The top job needs more than just some academic qualifications and a doctrinaire approach to policy-making. It needs a man who can carry his political bosses along in his drive to do his best for the economy
Despite the laudable initiatives he took to fix the bad loans problem, the sudden exit of Reserve Bank of India (RBI) governor Urjit Patel is, on balance, a positive development. It may have been badly timed and will cause the Modi government a lot of embarrassment, but Patel was simply not the man for the job.
Any RBI governor needs two skills. One is the ability to communicate, including with the finance ministry, so that the relationship is smooth despite disagreements. The other is the ability to take policy decisions keeping the complexities of the real Indian economy in mind. Patel failed to measure up on both counts.
This was evident in the early days of his governorship, when demonetization overshadowed his entry to the top job on Mint Street. He remained tongue-tied and under-communicative when the public and the markets needed reassurance. The government’s critics saw Patel as a Modi flunkey, a willing accomplice to the devaluation of the RBI’s credibility. However, with 20/20 hindsight, it is clear that Patel was, and is, a bad communicator, so bad that he let his relationship with the government deteriorate to the point of distrust.
One need not absolve the finance ministry of responsibility for this development, but a larger share of the blame, which resulted in the government having to invoke section 7 of the RBI Act to force the governor to listen to its concerns, must be laid at Patel’s door. At the end of the day, the governor has to convince the government— the owner of the Reserve Bank—and the RBI board why he is doing what he is, not the other way around. He cannot act in isolation, without accountability. One can talk about RBI’s independence being compromised, but we must balance this with the fact that the government gave it additional powers to deal with the bad loans problem, by inserting sections 35 AA and 35 AB in the Banking Regulation Act. This is what helped several steel and cement assets to be sold to more solvent bidders, with the haircuts for banks being moderate in some cases.
In any event, independence is not something that is conferred on a regulator; it is negotiated and earned. Governor Patel did not earn it and, if he had any hand in getting deputy governor Viral Acharya to publicly attack the government a few weeks ago, he was setting himself up for failure. When you challenge the government so openly, accusing it publicly of attempting to raid the RBI’s capital, it invites a pushback. Now that Patel himself is gone, one can presume that the remaining tenure of Acharya may also be in some doubt.

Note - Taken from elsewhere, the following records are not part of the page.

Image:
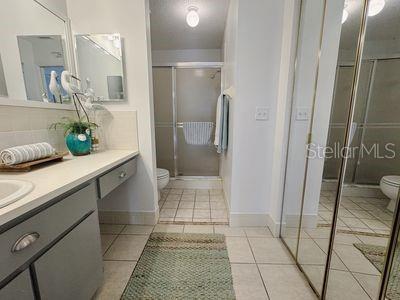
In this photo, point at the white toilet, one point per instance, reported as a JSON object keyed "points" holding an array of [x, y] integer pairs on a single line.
{"points": [[390, 187], [162, 179]]}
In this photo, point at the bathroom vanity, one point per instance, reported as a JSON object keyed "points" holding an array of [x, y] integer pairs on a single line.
{"points": [[50, 240]]}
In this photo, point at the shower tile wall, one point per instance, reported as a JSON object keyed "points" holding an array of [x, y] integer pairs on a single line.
{"points": [[196, 91]]}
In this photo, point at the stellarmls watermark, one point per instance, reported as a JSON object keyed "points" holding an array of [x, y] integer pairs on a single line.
{"points": [[376, 151]]}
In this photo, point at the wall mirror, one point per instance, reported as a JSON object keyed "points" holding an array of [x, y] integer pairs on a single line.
{"points": [[33, 45], [100, 65]]}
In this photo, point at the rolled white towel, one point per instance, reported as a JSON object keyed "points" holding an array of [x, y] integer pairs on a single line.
{"points": [[20, 154]]}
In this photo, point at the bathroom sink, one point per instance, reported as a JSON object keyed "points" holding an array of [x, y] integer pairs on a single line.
{"points": [[13, 190]]}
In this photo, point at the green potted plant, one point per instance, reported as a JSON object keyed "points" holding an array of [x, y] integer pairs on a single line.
{"points": [[77, 135]]}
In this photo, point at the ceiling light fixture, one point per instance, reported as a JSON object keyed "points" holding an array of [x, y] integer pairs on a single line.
{"points": [[375, 7], [344, 16], [192, 17]]}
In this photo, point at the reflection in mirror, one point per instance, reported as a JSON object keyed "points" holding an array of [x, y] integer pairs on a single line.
{"points": [[40, 56], [100, 64], [3, 85], [372, 178], [39, 37]]}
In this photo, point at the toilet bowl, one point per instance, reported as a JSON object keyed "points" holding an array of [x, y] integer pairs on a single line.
{"points": [[162, 179], [390, 187]]}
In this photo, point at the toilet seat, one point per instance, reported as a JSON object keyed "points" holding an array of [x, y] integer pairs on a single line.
{"points": [[162, 173], [392, 180]]}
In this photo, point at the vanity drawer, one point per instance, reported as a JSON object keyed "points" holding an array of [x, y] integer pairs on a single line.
{"points": [[114, 178], [41, 229]]}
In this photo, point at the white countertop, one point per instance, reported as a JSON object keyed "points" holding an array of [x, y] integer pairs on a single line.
{"points": [[56, 179]]}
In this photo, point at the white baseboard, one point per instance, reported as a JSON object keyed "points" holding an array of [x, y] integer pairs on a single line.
{"points": [[126, 217], [243, 220]]}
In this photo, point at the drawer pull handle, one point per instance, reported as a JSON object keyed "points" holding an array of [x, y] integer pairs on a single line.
{"points": [[25, 241]]}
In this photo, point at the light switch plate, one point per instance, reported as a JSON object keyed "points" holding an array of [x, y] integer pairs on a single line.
{"points": [[262, 113], [302, 114]]}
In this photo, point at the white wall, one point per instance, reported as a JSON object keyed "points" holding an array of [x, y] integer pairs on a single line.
{"points": [[160, 57], [131, 20], [255, 74]]}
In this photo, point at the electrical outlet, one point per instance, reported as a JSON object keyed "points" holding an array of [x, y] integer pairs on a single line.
{"points": [[262, 113], [302, 114]]}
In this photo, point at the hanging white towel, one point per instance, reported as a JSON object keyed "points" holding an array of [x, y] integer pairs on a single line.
{"points": [[218, 121], [222, 125], [197, 133], [20, 154]]}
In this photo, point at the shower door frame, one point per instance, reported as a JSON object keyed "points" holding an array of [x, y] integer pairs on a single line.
{"points": [[395, 228], [184, 65]]}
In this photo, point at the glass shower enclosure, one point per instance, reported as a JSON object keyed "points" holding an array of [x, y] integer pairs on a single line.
{"points": [[185, 93]]}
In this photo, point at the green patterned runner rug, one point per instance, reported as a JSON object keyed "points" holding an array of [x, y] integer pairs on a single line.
{"points": [[182, 266], [376, 255]]}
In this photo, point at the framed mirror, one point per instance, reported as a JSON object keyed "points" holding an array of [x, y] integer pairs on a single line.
{"points": [[34, 43], [100, 65]]}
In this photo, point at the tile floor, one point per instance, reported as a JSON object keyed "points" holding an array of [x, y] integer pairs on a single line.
{"points": [[362, 219], [197, 206], [365, 214], [261, 266]]}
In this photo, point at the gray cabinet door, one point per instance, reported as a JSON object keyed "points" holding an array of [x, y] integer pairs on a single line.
{"points": [[20, 288], [73, 268]]}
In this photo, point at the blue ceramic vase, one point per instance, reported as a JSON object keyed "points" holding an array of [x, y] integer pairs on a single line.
{"points": [[78, 144]]}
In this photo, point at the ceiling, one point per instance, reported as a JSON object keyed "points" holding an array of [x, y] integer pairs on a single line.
{"points": [[169, 30], [383, 26]]}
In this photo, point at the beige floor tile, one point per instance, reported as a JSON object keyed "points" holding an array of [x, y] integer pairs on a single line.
{"points": [[189, 192], [166, 219], [202, 198], [217, 198], [175, 191], [202, 220], [116, 276], [137, 229], [257, 232], [342, 285], [220, 220], [184, 213], [216, 192], [375, 224], [202, 205], [126, 247], [354, 260], [186, 204], [168, 228], [188, 197], [170, 204], [201, 214], [354, 222], [285, 282], [229, 231], [106, 241], [167, 212], [218, 205], [239, 250], [270, 250], [198, 229], [183, 220], [372, 240], [370, 283], [111, 228], [202, 192], [173, 198], [218, 213], [247, 282]]}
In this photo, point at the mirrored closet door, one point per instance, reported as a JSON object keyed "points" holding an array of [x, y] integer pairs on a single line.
{"points": [[340, 217]]}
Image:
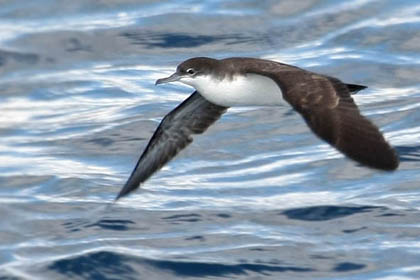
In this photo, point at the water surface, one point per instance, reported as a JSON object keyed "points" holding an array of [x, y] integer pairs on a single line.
{"points": [[258, 196]]}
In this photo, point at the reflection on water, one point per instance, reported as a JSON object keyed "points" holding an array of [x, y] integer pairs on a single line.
{"points": [[263, 199]]}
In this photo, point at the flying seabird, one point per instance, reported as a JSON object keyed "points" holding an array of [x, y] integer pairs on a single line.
{"points": [[324, 102]]}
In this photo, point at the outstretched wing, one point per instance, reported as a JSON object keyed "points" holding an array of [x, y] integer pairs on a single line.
{"points": [[329, 110], [174, 133]]}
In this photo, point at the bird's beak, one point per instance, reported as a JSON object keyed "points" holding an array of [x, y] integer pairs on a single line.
{"points": [[172, 78]]}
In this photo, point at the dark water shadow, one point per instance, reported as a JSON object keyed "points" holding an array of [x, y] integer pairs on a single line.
{"points": [[109, 265], [326, 212], [348, 266], [183, 218], [183, 40], [408, 153]]}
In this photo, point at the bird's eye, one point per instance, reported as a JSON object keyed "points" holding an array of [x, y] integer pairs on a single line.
{"points": [[190, 71]]}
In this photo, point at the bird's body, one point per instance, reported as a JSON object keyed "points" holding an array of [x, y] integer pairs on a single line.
{"points": [[324, 102]]}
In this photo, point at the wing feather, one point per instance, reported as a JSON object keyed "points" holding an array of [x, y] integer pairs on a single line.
{"points": [[193, 116]]}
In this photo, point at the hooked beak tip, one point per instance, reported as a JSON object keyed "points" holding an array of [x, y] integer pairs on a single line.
{"points": [[173, 78]]}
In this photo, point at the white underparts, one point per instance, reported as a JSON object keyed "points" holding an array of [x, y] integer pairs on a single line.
{"points": [[249, 90]]}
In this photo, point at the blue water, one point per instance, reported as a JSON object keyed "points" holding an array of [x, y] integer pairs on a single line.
{"points": [[256, 197]]}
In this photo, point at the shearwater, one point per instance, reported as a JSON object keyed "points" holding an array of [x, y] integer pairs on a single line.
{"points": [[324, 102]]}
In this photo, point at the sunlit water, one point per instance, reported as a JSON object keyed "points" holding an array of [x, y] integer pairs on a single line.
{"points": [[256, 197]]}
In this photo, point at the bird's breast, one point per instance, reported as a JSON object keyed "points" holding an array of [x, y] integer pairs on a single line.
{"points": [[240, 90]]}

It is worth recalling that two of the most contentious issues between the government and the RBI predates the current spat. The previous chief economic advisor, Arvind Subramanian, told the RBI last year that its inflation forecasts were consistently overestimated. He also claimed the RBI had excess capital of around ₹ 4-4.5 trillion, some of which could be used to recapitalize public sector banks, with conditions attached.

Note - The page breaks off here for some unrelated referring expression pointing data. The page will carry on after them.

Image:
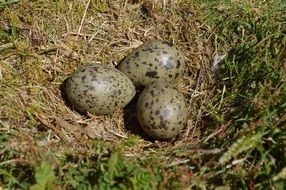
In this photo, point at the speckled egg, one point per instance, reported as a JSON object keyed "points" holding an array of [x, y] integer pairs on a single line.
{"points": [[99, 89], [162, 111], [154, 61]]}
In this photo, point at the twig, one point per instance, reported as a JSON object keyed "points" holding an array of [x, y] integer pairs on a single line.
{"points": [[51, 126], [6, 46], [12, 161], [83, 17]]}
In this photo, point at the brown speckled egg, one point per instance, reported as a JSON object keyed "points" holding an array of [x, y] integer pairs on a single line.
{"points": [[155, 61], [99, 89], [162, 111]]}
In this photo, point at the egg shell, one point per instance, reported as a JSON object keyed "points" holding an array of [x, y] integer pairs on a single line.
{"points": [[155, 61], [162, 111], [99, 89]]}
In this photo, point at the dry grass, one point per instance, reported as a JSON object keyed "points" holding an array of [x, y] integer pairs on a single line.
{"points": [[55, 38], [236, 130]]}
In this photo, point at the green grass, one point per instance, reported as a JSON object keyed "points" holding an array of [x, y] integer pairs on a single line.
{"points": [[236, 136]]}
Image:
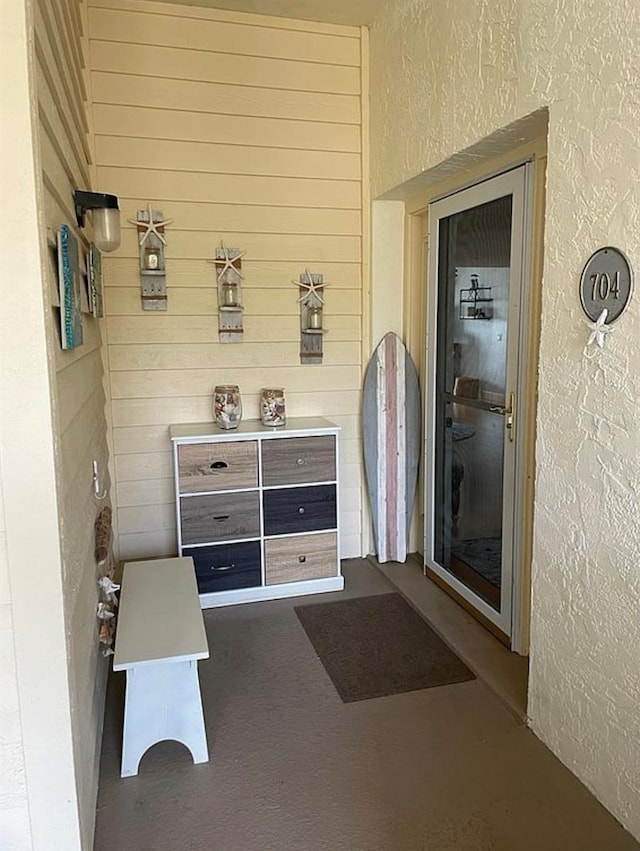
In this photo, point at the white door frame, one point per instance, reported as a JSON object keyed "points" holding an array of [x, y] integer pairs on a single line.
{"points": [[517, 183]]}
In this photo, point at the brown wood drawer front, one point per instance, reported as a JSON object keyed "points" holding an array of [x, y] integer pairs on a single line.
{"points": [[220, 517], [296, 460], [217, 466], [304, 557]]}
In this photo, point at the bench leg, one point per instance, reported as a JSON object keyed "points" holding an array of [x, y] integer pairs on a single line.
{"points": [[162, 702]]}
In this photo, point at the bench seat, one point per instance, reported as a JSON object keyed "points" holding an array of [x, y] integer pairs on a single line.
{"points": [[159, 640]]}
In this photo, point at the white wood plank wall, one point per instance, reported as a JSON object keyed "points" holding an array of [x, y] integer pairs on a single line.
{"points": [[79, 400], [244, 129]]}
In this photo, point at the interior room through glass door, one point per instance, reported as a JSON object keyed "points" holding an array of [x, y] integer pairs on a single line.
{"points": [[476, 244]]}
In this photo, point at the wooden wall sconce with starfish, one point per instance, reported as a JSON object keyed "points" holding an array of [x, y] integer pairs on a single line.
{"points": [[229, 281], [311, 301], [151, 244]]}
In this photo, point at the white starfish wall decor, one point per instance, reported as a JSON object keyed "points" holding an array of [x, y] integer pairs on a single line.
{"points": [[599, 331], [228, 261], [151, 227], [311, 287]]}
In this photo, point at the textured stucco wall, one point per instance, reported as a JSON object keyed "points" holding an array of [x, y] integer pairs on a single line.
{"points": [[443, 76]]}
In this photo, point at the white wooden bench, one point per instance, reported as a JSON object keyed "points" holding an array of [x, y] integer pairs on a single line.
{"points": [[159, 639]]}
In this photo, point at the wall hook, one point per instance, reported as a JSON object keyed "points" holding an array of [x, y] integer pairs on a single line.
{"points": [[96, 482]]}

The RBI’s poor record in estimating inflation is now established fact, but there was no contrition, no mea culpa, when last week’s monetary policy announced sharp reductions in retail inflation projections for the second half of this fiscal and the first half of the next. This implies that the one major achievement we credit Patel and the monetary policy committee (MPC) for—moderate to low inflation—had almost nothing to do with monetary policy. Patel’s MPC was fighting an imaginary battle against inflation. This was demonstrated as early as February 2017, when the MPC wrongly shifted its policy stance to neutral from accommodative; even today, when inflation is so low, the MPC is stuck on “calibrated tightening." Patel seems to have a weak understanding of the realities of Indian inflation. The higher-than-needed interest rate regime is hurting an economy grappling with a double balance-sheet problem.Urjit Patel probably had his good points. He did good work as deputy governor under Raghuram Rajan. However, he did not make a good governor.

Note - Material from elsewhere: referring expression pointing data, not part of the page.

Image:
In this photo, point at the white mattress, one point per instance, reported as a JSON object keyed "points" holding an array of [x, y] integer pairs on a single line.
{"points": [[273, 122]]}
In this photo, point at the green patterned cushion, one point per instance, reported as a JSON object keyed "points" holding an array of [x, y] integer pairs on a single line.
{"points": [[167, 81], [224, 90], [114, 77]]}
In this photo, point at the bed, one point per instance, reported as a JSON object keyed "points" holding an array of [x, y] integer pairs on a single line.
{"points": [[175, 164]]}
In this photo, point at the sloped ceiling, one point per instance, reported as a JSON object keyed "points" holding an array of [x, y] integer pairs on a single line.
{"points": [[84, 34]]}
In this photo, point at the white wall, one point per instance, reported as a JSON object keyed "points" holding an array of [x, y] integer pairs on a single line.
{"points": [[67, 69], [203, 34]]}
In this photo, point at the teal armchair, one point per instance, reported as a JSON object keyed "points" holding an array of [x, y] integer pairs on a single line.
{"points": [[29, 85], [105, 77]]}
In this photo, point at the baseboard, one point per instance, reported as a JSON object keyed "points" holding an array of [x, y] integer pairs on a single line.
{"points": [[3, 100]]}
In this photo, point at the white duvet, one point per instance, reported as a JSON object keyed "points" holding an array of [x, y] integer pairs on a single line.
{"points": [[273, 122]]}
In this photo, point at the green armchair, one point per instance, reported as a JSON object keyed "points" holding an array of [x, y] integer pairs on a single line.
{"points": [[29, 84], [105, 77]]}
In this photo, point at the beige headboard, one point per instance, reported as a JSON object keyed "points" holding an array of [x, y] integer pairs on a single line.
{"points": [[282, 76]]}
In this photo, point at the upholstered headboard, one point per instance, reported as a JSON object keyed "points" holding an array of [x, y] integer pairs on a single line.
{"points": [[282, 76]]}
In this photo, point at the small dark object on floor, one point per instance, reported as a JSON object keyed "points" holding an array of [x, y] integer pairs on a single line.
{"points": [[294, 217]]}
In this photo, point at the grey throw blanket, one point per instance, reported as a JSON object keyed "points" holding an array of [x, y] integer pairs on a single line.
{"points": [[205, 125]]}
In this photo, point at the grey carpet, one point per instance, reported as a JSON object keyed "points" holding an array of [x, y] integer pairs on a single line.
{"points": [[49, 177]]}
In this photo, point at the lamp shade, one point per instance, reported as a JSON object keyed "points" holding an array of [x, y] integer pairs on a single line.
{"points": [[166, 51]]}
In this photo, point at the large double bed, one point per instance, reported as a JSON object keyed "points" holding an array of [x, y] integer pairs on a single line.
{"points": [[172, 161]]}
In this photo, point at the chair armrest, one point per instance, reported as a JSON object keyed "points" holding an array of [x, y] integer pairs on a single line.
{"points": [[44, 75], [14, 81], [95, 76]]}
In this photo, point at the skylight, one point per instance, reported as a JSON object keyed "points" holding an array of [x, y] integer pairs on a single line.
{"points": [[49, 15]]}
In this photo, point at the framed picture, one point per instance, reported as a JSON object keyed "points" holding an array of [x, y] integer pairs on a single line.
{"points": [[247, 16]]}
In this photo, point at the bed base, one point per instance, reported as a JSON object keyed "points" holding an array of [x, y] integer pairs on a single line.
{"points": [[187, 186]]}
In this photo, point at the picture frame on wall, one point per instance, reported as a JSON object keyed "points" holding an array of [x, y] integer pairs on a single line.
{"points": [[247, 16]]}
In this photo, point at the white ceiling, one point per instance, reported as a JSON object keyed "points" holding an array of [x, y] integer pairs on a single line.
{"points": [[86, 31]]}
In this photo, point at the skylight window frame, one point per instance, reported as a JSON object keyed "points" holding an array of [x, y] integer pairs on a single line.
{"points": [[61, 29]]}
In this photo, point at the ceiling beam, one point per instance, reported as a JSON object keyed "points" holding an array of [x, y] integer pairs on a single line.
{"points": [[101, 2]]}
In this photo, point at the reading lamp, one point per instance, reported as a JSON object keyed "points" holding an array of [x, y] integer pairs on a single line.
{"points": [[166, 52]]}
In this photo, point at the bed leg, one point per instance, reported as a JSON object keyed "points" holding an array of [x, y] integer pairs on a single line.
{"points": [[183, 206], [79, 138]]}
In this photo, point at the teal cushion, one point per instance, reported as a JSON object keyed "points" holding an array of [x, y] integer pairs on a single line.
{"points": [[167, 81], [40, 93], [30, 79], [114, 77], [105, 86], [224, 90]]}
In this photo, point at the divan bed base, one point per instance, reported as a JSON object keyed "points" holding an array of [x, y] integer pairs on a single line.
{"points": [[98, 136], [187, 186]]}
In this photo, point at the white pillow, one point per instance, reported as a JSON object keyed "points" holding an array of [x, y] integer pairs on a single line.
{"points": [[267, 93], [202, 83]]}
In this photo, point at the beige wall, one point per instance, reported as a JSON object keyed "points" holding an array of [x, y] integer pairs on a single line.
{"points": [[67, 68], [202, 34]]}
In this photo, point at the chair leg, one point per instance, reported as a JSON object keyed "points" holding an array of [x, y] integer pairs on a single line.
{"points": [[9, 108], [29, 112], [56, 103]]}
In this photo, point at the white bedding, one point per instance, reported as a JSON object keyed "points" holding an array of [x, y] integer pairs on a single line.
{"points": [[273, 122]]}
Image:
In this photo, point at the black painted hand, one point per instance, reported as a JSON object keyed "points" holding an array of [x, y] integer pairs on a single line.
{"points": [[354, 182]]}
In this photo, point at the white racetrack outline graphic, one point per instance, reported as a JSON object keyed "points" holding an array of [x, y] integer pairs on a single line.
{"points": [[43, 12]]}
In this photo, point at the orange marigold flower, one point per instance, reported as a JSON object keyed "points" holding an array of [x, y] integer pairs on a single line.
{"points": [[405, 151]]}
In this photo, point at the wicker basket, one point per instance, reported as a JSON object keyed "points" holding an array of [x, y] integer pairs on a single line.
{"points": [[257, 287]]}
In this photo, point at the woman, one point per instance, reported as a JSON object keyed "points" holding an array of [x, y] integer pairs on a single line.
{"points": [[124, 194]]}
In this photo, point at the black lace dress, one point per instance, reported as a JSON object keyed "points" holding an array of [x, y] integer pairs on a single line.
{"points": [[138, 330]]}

The top job needs more than just some academic qualifications and a doctrinaire approach to policy-making. It needs a man who can carry his political bosses along in his drive to do his best for the economy. It needs someone who can differentiate between the demands of the financial markets and that of the real economy. Patel didn’t get that. He misunderstood India and its political economy at a time of great economic disruption.